In “Who’s got the tag? Database truth versus file truth, part 3″, Jon Udell contrasts the Microsoft Vista and Mac OS X ways of associating metadata tags with image files: Vista tends to store them into the image files, and Mac OS X tends to leave the files untouched and use a separate database to store the tags (or at least Jon was under this impression).
There’s a great discussion about the relative advantages of the two approaches on the blog. Basically, storing the tags in the file makes the association harder to lose as you move the file around, and storing the tags separately avoids modifying the user’s data file. Neither one is obviously in accord with the user’s intention in all cases.
I think the issue has whole extra layers of subtlety. We perceive metadata that is stored within a data file as being what Jon Udell calls “file truth”. Since there’s only one set of metadata stored in the file, it becomes the One True Metadata. On the other hand, metadata stored in a separate database reads as the opinion of the maintainer of the database. This is exactly what social bookmarking systems such as del.icio.usdo: each attribution of a tag to a URL is also associated with a user making that attribution.
A pluralistic society requires a separate metadatabase!
This isn’t just another engineering tradeoff, though. The truth about “file truth” is that it’s still an opinion—the opinion of the last agent to modify the metadata within the file.
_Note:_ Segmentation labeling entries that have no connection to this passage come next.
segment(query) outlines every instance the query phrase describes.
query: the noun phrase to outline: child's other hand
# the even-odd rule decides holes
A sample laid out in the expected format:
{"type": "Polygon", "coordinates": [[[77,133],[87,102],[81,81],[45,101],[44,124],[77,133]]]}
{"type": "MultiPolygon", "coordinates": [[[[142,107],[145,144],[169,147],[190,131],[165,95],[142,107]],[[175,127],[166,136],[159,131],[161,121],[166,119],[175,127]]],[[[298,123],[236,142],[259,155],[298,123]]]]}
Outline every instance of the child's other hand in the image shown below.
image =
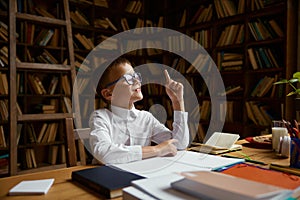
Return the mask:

When there’s One True Metadata, we can only represent disagreements by obliterating the last guy’s assertion.
Imagine trying to tag a scan of a photo taken at your parents’ wedding of someone you don’t recognize. You think it’s Dad’s college roommate, but your sister thinks it’s Mom’s second cousin. You have one “person depicted” slot: do you fight over it? Do you leave it blank and explain the situation in a semantically bland catch-all description field? Or do you each tag it as you will in your respective databases?
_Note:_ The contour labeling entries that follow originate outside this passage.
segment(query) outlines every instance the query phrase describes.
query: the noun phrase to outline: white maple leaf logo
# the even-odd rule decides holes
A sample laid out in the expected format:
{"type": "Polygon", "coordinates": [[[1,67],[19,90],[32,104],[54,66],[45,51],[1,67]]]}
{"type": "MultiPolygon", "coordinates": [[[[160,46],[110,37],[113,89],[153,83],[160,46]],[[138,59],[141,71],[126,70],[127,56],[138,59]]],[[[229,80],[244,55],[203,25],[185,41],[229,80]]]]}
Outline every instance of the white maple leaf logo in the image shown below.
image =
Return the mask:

Not only is it unrealistic to allow for only one true description of a file, it’s also time we stopped regarding metadata as lost forever just because it’s not stored in the file. We could set up a distributed database that works like Gracenote’s CD identification database, but for all files instead of just music files. As with CDs, the lookup key for a file can be generated by anyone who possesses the file (by applying a secure hash), but the particular metadata obtained depends on which tagger’s part of the repository is consulted. It’s all doable, and it would eliminate blogstorms about how evil application X erases user metadata.
hi,
inside the tags, that is the database. AND – it only rides piggyback with the object data. it’s not “in” the data as you philosophically state.
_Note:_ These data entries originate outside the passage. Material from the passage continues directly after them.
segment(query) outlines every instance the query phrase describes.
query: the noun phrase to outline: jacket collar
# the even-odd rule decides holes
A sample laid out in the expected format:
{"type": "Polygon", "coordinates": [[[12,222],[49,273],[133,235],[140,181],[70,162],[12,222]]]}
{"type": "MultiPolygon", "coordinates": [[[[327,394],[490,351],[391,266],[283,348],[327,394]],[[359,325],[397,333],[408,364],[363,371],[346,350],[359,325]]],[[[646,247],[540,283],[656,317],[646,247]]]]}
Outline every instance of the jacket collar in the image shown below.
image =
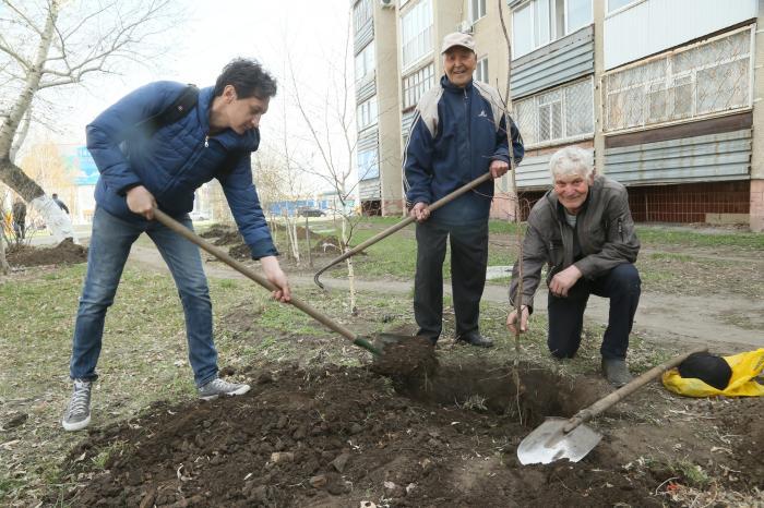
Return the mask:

so there already is a seperate metadatabase from the content – semantically speaking
it’s just that the file format, like jpeg or whatever, restricts the space and type of database that it can be. so in your analogy, yes, they do have to fight over what to put into a limited space – but only because the format restricts that space. you only need a new format, your don’t need a third abstraction
if the format simply allowed for the metadata wrapper to be extensible, and create child nodes – then it would be fine, and everybody could add whatever they want between thier own tags.
AND you could still keep the existing standards too
the database wrapper is traversed like dom
just have an **agreed upon tag** for the start of the actual bonafide “content” (like… or something…), and apps could put whatever they want above that.
isn’t that already allowed in some formats? am i missing your point, perhaps…
so do we just need a new format, in which the tag wrapper can be of any size, and can be appended to by apps…tagging inside their own unique tagspace, like:
camera info
fltered using…
.
.
.
and then, the file contents, the actual “DATA” would reside in a secure tagspace
– and it would live with the file. no second data location farther away
maybe i ate too much salsa?